Singapore-based China Aviation Oil, the supplier of nearly all of China’s jet fuel imports, has racked up $550 million in losses through speculative oil derivatives trades. This has forced the company to seek court protection from creditors while it scrambles to put together a rescue package.

The losses follow a surge in oil prices over the past few months, with the Nymex oil futures contract reaching a record high of $55.17 per barrel on October 26 compared with just $34 at the start of the year. The rise in prices left China Aviation unable to meet margin calls on its derivatives positions, forcing it to close out some trades with an aggregate loss of $390 million. The company is in the process of closing out the remaining positions, and estimates the additional losses will be around $160 million.

China Aviation began trading oil derivatives on its own account last year. In its 2003 annual report, the company stated it uses swaps, futures and options for trading and hedging, with an outstanding notional amount of more than $2 billion.

The trading losses have forced China Aviation to apply to Singapore’s High Court to protect it from claims while it hammers out a rescue package and negotiates a settlement with creditors. As part of a potential rescue deal, the firm’s parent company, China government-owned China Aviation Oil Holdings Company, has approached Temasek, the Singapore government’s investment arm, to help with the restructuring.

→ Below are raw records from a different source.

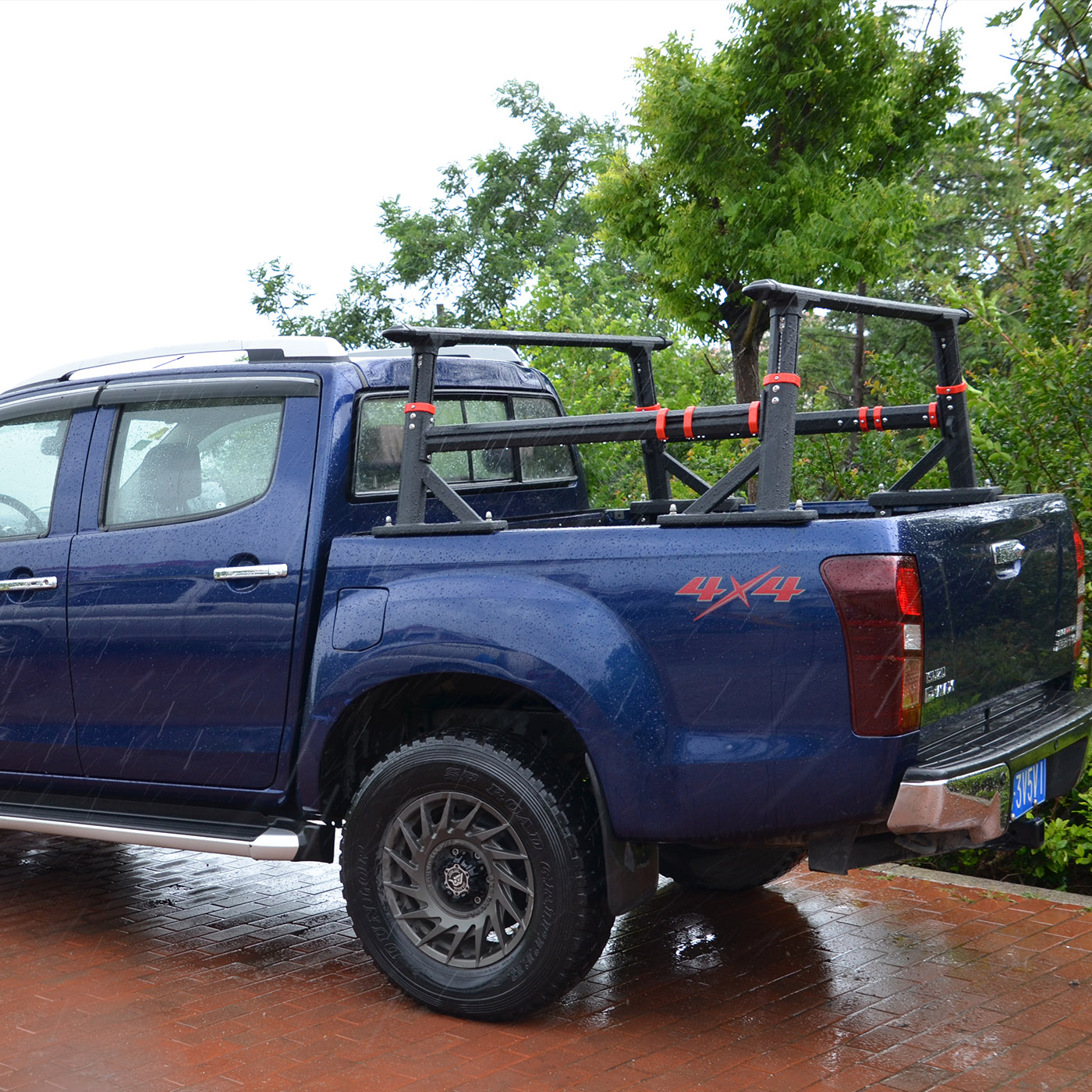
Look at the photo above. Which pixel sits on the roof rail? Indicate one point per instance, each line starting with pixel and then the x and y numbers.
pixel 258 349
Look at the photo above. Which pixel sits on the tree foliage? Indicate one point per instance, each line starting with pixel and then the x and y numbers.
pixel 505 218
pixel 789 153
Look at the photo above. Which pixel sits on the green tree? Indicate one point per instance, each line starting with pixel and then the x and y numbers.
pixel 365 309
pixel 789 153
pixel 508 218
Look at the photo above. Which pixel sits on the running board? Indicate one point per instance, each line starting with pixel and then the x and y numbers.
pixel 275 843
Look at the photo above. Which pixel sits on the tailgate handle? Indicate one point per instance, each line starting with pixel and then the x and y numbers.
pixel 29 584
pixel 1007 555
pixel 250 571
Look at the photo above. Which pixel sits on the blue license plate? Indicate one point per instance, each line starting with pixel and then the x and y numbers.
pixel 1029 788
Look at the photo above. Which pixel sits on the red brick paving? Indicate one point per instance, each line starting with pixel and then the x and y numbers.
pixel 140 969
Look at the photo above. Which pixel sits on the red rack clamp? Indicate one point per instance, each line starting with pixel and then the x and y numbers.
pixel 958 389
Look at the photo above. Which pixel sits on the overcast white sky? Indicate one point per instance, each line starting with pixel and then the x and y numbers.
pixel 153 152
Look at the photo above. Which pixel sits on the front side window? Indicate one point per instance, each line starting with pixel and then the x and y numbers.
pixel 177 461
pixel 30 458
pixel 379 444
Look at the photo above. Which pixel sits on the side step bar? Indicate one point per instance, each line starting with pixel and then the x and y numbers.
pixel 275 843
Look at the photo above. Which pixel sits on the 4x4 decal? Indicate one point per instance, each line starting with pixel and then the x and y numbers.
pixel 709 589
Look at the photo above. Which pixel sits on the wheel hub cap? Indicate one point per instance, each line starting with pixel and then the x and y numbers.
pixel 458 879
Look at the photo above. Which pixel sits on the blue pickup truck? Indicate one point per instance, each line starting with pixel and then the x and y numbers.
pixel 256 595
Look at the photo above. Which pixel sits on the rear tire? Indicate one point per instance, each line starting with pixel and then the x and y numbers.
pixel 734 870
pixel 473 873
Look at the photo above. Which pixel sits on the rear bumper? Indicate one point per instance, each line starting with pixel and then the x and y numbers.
pixel 979 802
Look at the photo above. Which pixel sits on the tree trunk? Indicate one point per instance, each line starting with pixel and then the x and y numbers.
pixel 859 357
pixel 746 341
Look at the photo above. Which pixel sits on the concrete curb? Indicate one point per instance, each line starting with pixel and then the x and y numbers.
pixel 956 879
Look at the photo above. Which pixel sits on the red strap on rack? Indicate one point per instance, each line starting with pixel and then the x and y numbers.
pixel 958 389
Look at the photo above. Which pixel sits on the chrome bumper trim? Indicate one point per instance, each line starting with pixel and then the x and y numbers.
pixel 269 846
pixel 977 803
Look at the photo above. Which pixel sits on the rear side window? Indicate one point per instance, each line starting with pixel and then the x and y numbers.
pixel 186 460
pixel 380 423
pixel 30 456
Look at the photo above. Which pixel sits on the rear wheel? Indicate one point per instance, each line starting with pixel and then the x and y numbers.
pixel 472 868
pixel 735 868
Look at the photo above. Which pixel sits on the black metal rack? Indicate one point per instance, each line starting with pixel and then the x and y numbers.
pixel 773 420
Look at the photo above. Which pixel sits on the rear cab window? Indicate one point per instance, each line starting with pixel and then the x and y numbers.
pixel 189 460
pixel 379 431
pixel 30 459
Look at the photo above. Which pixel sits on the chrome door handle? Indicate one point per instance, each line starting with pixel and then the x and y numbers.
pixel 29 584
pixel 250 571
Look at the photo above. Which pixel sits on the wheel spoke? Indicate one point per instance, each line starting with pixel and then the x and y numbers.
pixel 460 936
pixel 413 890
pixel 445 817
pixel 411 838
pixel 502 900
pixel 437 930
pixel 510 881
pixel 426 824
pixel 462 826
pixel 407 866
pixel 497 854
pixel 483 835
pixel 422 913
pixel 502 937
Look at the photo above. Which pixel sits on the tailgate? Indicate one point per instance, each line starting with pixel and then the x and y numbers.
pixel 999 593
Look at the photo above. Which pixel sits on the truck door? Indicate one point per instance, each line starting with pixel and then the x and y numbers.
pixel 185 576
pixel 40 494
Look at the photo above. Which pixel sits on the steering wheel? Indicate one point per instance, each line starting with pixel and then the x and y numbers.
pixel 33 522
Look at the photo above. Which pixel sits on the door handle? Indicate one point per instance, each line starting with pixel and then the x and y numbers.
pixel 249 571
pixel 29 584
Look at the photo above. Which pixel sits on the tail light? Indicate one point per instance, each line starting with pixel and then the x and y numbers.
pixel 878 598
pixel 1079 546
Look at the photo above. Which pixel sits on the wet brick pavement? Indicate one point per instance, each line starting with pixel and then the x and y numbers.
pixel 126 968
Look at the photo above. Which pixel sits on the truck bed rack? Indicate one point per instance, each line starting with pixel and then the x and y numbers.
pixel 773 420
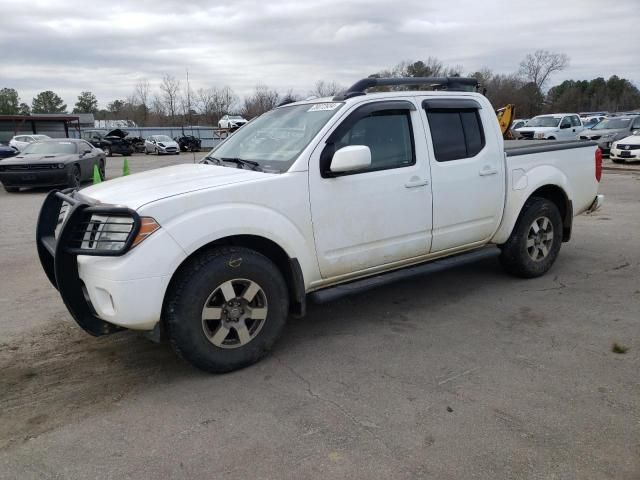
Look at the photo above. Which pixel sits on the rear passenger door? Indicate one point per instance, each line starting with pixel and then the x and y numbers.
pixel 467 171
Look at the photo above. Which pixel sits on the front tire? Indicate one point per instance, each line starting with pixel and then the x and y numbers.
pixel 535 241
pixel 226 308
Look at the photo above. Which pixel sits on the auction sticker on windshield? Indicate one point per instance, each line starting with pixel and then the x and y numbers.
pixel 323 107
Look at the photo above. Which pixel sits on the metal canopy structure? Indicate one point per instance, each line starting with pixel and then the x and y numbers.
pixel 58 125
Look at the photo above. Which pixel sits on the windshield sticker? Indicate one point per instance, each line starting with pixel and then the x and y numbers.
pixel 323 107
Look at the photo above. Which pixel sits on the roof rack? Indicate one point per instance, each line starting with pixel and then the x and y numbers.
pixel 437 83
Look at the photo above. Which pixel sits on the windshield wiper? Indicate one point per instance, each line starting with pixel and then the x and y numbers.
pixel 242 162
pixel 212 160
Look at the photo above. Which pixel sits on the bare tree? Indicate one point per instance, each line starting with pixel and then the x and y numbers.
pixel 262 100
pixel 142 91
pixel 170 88
pixel 538 66
pixel 326 89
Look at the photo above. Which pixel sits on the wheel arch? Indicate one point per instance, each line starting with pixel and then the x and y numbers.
pixel 545 183
pixel 288 267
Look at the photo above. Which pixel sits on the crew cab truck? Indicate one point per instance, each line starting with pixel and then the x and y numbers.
pixel 216 255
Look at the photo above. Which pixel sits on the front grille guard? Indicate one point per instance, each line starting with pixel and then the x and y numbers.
pixel 58 252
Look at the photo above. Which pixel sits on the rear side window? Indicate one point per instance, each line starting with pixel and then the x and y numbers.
pixel 455 134
pixel 388 136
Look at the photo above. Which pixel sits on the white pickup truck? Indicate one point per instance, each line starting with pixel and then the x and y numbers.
pixel 215 256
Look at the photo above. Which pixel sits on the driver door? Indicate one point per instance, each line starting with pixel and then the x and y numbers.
pixel 381 214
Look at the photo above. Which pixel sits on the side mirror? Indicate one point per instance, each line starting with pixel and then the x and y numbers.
pixel 351 158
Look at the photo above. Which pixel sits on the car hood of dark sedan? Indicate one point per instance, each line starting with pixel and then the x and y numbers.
pixel 45 158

Temasek, which has an indirect stake of around 2% in China Aviation, has expressed an “indicative interest” in injecting $50 million into the firm, in combination with another $50 million from China Aviation Oil Holdings, the company said in a statement. This follows an emergency loan of $100 million from the parent company to meet China Aviation’s margin calls last month.

Since the losses came to light, China Aviation has suspended chief executive Chen Jiulin, and has set up a special task force to lead the restructuring. The company has also appointed PricewaterhouseCoopers to investigate the circumstances leading to the losses and the firm’s failure to make appropriate disclosure.

The first signs of trouble came on November 16, when the company announced it would exit all speculative trading positions by the end of November to “respond proactively to conditions arising in the international oil trading business”. However, China Aviation did not disclose any mark-to-market losses at that time.